Light emitting diodes (LED's) are commonly used for many applications, including displays, electronic status identifications, lighting applications, and the like. In electronic applications, LED's are often used as indicators. In a simple application, an LED is commonly used in a wide variety of consumer electronics, where the LED would be illuminated to indicate that power is available to a device, that the device is turned on, that the device is turned off, and the like. LED's may also be used to indicate when data is being transferred by an electronic communication device, such as a modem, an Ethernet switch, a router, and the like. Additionally they may be used in commercial or industrial applications for information displays, indicators, or other reasons. Current trends continue the increase the inclusion of high power LED's in industrial and commercial lighting applications. These LED's are slightly different from LED's used in common consumer applications, where the high power LED's require much better heat dissipation in order to extend their lifespan. Specialized dielectrics have been developed as one resolution to address the heat dissipation requirements, however, this solution is provided at a significantly high cost.
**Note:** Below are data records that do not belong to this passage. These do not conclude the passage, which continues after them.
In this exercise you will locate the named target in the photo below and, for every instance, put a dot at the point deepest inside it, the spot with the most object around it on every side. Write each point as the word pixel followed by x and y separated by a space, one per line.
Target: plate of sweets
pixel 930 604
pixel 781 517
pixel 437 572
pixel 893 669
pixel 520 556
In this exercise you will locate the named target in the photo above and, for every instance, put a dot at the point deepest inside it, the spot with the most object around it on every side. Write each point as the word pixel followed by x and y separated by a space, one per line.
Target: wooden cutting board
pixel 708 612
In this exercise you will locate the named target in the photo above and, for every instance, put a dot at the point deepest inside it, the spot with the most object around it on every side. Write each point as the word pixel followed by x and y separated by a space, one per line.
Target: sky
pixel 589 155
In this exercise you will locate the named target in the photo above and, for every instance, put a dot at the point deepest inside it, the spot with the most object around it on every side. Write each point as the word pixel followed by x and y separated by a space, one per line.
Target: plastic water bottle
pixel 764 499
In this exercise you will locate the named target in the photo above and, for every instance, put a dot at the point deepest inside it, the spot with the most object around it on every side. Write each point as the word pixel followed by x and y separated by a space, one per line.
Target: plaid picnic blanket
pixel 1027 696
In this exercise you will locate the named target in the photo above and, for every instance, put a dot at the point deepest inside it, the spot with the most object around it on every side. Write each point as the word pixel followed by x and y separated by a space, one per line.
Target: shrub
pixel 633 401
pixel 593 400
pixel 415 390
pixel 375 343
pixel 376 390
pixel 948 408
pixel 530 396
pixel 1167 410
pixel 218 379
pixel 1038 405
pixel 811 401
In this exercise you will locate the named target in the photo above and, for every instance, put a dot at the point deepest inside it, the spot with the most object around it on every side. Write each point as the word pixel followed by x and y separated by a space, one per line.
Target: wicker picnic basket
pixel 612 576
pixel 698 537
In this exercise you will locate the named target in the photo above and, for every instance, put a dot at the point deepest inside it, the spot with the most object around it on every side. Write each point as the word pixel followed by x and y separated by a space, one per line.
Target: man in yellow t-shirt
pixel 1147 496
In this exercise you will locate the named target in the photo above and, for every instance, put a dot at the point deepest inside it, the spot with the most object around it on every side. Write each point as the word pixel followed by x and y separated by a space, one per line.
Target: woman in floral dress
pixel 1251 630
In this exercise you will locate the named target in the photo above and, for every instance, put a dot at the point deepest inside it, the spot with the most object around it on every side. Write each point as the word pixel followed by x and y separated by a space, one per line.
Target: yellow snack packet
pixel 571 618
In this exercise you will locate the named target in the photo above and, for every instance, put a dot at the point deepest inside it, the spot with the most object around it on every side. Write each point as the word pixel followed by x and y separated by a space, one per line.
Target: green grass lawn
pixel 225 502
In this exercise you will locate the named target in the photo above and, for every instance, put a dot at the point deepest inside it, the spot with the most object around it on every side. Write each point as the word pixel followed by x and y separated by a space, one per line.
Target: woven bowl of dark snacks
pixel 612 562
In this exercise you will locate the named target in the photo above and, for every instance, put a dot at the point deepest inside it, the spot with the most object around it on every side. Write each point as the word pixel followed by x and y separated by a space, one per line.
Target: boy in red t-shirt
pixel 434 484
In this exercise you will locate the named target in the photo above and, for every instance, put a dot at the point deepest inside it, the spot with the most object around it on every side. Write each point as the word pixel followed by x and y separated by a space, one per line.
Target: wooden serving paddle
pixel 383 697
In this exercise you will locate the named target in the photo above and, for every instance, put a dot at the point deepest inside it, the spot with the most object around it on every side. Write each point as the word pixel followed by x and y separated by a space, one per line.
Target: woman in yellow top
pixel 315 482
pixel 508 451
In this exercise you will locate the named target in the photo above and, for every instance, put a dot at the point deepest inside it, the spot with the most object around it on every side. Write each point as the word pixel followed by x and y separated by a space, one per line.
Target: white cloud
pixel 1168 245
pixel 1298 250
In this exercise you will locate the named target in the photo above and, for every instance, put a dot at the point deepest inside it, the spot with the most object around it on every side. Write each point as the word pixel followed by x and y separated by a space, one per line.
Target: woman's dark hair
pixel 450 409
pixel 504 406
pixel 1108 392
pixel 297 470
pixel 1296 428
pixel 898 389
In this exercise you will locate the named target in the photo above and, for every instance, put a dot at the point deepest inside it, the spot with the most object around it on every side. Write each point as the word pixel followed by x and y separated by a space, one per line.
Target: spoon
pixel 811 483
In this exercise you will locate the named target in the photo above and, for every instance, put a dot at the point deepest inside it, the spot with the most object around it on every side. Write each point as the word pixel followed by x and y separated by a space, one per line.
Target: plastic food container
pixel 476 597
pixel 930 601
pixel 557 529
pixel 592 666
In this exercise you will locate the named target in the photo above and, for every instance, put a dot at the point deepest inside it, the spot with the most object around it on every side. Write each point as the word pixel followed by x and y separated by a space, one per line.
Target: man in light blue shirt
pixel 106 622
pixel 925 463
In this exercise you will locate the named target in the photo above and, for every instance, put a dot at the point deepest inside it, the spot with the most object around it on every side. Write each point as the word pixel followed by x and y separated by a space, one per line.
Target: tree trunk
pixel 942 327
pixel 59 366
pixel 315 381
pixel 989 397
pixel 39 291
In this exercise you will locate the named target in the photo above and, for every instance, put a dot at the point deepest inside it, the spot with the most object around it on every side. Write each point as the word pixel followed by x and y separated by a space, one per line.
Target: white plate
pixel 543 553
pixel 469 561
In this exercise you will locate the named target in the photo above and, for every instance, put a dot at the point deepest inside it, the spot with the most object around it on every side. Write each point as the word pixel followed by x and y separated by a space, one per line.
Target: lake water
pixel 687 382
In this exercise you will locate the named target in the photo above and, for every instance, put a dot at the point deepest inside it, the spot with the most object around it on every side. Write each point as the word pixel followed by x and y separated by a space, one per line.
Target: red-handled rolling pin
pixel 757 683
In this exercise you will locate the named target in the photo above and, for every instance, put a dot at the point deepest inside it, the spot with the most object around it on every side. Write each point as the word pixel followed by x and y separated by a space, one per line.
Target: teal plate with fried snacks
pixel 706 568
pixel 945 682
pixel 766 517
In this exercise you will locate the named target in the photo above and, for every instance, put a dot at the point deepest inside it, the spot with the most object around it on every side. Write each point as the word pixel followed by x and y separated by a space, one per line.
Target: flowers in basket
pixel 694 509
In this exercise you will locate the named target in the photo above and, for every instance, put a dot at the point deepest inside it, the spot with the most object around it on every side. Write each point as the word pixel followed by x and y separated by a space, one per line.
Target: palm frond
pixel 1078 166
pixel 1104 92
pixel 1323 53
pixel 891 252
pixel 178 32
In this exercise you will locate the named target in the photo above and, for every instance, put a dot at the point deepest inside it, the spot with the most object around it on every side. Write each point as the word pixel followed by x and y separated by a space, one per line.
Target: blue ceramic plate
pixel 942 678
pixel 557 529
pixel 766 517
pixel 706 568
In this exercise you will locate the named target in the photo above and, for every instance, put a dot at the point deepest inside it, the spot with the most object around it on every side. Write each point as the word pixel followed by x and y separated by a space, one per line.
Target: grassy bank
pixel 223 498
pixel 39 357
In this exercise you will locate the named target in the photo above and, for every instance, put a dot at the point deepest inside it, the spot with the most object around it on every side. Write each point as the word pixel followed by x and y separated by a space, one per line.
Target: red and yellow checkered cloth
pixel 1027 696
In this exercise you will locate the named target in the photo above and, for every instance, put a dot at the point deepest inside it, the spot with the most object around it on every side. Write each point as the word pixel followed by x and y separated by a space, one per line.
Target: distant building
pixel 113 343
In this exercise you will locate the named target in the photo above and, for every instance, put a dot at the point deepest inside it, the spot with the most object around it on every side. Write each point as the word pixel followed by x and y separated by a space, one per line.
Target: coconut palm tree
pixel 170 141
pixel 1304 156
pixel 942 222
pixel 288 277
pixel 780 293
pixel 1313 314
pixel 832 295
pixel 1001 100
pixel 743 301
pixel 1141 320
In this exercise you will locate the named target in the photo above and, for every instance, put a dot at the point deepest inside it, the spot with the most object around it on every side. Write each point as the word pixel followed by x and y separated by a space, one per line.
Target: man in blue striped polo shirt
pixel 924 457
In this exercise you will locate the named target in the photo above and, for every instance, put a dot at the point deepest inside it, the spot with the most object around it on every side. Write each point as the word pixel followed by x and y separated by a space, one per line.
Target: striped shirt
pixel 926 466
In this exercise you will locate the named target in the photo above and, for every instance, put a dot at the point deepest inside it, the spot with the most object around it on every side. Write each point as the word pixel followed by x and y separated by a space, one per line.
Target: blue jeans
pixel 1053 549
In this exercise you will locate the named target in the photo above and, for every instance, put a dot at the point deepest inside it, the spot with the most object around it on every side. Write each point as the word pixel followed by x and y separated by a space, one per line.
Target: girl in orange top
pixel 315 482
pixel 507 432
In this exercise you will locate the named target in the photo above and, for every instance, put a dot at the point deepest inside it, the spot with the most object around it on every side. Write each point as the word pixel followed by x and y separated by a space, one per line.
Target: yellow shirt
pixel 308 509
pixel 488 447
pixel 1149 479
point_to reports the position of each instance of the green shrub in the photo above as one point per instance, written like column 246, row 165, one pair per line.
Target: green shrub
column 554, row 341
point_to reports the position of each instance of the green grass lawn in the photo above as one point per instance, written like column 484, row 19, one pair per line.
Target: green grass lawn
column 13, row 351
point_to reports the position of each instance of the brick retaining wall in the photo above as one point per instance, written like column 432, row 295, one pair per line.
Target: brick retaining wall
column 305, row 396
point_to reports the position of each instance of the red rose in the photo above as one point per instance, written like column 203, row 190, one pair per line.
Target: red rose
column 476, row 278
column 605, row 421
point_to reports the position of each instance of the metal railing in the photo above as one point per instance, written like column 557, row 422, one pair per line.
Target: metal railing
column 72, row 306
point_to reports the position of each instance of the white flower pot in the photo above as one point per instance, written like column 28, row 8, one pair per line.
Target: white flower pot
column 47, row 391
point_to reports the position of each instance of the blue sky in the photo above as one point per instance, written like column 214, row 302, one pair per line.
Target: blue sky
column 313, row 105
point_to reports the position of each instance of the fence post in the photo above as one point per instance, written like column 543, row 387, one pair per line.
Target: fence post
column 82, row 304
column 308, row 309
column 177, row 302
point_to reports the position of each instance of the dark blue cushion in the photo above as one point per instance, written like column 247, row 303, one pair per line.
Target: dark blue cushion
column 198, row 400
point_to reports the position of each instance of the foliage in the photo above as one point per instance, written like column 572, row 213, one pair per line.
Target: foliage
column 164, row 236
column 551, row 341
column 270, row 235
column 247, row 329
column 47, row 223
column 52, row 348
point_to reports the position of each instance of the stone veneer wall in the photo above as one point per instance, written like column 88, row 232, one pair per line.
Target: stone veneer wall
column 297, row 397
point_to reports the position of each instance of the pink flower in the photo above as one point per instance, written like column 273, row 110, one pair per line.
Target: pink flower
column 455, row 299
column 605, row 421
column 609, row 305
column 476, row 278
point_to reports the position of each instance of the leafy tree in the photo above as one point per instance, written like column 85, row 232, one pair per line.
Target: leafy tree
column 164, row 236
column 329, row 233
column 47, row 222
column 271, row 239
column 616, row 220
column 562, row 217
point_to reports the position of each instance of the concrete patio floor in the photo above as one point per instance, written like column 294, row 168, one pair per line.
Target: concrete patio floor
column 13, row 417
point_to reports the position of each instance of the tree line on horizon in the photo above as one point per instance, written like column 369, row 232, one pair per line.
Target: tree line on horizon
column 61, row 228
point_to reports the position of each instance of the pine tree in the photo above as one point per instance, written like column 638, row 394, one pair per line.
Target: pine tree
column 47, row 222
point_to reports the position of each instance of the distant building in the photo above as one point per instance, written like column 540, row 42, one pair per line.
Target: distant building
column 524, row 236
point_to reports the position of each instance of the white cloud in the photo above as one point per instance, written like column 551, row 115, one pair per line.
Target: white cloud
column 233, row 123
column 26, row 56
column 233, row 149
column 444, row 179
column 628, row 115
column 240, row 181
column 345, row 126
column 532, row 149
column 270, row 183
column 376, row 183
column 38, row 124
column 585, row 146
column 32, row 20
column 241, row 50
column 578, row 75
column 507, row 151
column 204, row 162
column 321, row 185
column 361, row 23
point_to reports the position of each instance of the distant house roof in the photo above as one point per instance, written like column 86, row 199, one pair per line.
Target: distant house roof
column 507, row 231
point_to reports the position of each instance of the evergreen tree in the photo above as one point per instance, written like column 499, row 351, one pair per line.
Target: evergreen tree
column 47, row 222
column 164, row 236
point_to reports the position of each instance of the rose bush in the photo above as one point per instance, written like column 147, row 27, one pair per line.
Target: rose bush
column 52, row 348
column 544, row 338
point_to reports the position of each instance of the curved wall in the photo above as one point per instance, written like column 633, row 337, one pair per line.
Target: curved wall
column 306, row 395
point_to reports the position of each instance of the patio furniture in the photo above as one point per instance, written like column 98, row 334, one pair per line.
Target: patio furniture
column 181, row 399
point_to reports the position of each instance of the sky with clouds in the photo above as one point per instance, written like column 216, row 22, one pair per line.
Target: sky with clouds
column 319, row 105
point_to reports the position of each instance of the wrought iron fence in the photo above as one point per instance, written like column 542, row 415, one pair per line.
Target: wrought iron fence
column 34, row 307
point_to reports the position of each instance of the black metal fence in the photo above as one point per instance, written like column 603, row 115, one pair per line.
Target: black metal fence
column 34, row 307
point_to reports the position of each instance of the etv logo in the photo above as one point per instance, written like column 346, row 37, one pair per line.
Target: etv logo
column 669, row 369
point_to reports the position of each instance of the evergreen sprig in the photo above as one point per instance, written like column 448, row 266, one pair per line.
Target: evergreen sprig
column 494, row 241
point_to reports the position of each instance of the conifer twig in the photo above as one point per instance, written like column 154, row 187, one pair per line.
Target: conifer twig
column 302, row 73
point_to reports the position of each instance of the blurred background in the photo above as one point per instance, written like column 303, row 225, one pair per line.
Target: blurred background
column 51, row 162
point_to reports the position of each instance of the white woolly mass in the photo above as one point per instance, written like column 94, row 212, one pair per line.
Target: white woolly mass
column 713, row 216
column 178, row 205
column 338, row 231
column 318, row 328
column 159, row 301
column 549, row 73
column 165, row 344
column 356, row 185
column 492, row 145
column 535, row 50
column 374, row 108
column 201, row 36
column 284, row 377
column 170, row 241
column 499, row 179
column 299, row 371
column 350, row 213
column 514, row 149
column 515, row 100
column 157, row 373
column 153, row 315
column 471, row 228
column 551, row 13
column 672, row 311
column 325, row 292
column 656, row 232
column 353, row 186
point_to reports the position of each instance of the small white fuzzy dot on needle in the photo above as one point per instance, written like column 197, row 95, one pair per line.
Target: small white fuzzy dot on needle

LED's can be used in a wide range of lighting applications, including reading lights, portable flashlights, accent and decorative lighting, traffic signals, and exterior automotive signals, and the like. These and other applications vary widely in terms of color, brightness and luminescence required.
Typically, LED devices comprise a small semiconductor die assembled into a package. The LED semiconductor die is attached to a support substrate, which provides mechanical support and the necessary electrical conduits for providing electrical communication between a printed circuit assembly and the LED. A lens is assembled to the support substrate in an arrangement to disburse the light emitted by the light emitting semiconductor die. When electrical power is provided to the semiconductor die, the die produces light that is dispersed through the lens. Often, it is convenient to mount an LED directly onto a printed circuit board (PC board) both to incorporate the LED in the electronic device, and to provide power to the LED from the PC board circuitry.
LED's also dissipate heat during operation. Without using the proper precautions, they can build up enough heat within the LED to cause a reduction in light output, or ultimately failure of the LED device. It is well known in the LED semiconductor industry that the light output from an LED device decreases with increasing junction temperature, as illustrated in the Luxeon Emitter Technical Datasheet DS25. It is common practice to mount these LED onto PC boards that contain specialized dielectrics providing a suitable thermally conductive heat sink for the purpose of drawing heat away from the die to maintain higher light output, and prevent thermally related device failures. However, at best, these specialized dielectrics conduct at a rate of 3 W/m-K, which is not considered to be very good.
What is desired is an LED heat sink assembly that provides improved thermal management without specialized and costly dielectrics for the LED semiconductor device, resulting in improved light output and at a reduced cost.
Additionally desired is an improved method to assemble the LED heat sink assembly to a printed circuit board without using solder or soldering techniques to make the connection.